Fellow forward Daniel Paille, who has been a healthy scratch for all but the B's opening game versus Phoenix, was wearing a gray jersey during practice today and should see time versus Pittsburgh on Wednesday.

"I think the one thing about Dan [Daniel Paille] is that he works hard," said Julien. "You see him every day in practice, and he pushes himself and he does the extra and fills those shoes and if anything, I think he’ll be chomping at the bit to get back in there and that might be.

"He’ll have a good impact, I’m sure, on our hockey club."

Julien and Chiarelli also talked about Patrice Bergeron centering Milan Lucic and Nathan Horton.

"Certainly he can make plays with that group," said Chiarelli. "It’s going to be a strong, heavy line -- not that Krejci isn’t heavy. Krejci protects the puck very well, but I think you’ll see a little bit more forecheck on that line.

"Bergy makes good plays in close, inn tight, so I would imagine he’s looking forward to it."

Julien looks forward to seeing what the new trio can do.
"I think it’s a guy that’s...probably one of our better centermen and he’s going to have a couple wingers right now that are pretty hot," said the coach. "Hopefully it works out well for him and works out well for our team, but he’s very versatile.

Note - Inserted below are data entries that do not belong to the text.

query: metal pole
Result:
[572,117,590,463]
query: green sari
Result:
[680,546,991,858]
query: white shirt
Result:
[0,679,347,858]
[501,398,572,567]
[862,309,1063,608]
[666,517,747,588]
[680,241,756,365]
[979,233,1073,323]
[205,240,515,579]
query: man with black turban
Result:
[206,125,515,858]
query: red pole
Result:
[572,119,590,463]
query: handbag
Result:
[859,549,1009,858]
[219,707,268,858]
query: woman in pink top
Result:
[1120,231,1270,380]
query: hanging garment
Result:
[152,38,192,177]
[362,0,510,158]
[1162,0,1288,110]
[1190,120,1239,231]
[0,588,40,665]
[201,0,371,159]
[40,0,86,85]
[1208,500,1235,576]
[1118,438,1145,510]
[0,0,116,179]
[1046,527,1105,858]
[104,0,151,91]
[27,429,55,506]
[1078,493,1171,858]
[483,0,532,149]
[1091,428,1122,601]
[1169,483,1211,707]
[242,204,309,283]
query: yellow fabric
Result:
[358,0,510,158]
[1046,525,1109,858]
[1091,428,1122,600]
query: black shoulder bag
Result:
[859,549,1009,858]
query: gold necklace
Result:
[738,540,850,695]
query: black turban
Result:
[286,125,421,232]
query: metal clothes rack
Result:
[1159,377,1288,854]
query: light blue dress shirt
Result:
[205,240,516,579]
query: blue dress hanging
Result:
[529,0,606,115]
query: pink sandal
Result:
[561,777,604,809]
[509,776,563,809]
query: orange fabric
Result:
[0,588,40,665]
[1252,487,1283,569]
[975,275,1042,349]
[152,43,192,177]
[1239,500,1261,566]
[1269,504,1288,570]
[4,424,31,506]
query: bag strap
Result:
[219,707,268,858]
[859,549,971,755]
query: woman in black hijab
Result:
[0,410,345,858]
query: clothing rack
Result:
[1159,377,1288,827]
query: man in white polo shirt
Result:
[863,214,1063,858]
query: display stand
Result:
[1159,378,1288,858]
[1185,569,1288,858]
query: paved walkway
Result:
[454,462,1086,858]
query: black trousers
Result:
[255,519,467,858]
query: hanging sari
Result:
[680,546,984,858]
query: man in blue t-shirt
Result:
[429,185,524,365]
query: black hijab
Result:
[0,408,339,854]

"He can play with anybody, and I’m sure he’ll adapt very well with those two guys and hopefully take advantage of it too."

As for Krejci, now it's just a waiting game for David and the Bruins.

"Again, everyone has their problems with concussions in the league," said Chiarelli. "I was just talking earlier this morning with somebody and...we talk about why there’ve been more concussions.

"One, there’s obviously the bigger, stronger, faster element, but two, there’s the fact that there’s less obstruction and it’s a faster game. That’s got to be part of it too.

"Who knows in that instance if someone would have held up Oshie or held up Krejci so they didn’t come to that point. You just have to deal with it and deal with it properly and unfortunately, we’re getting a lot of experience dealing with it."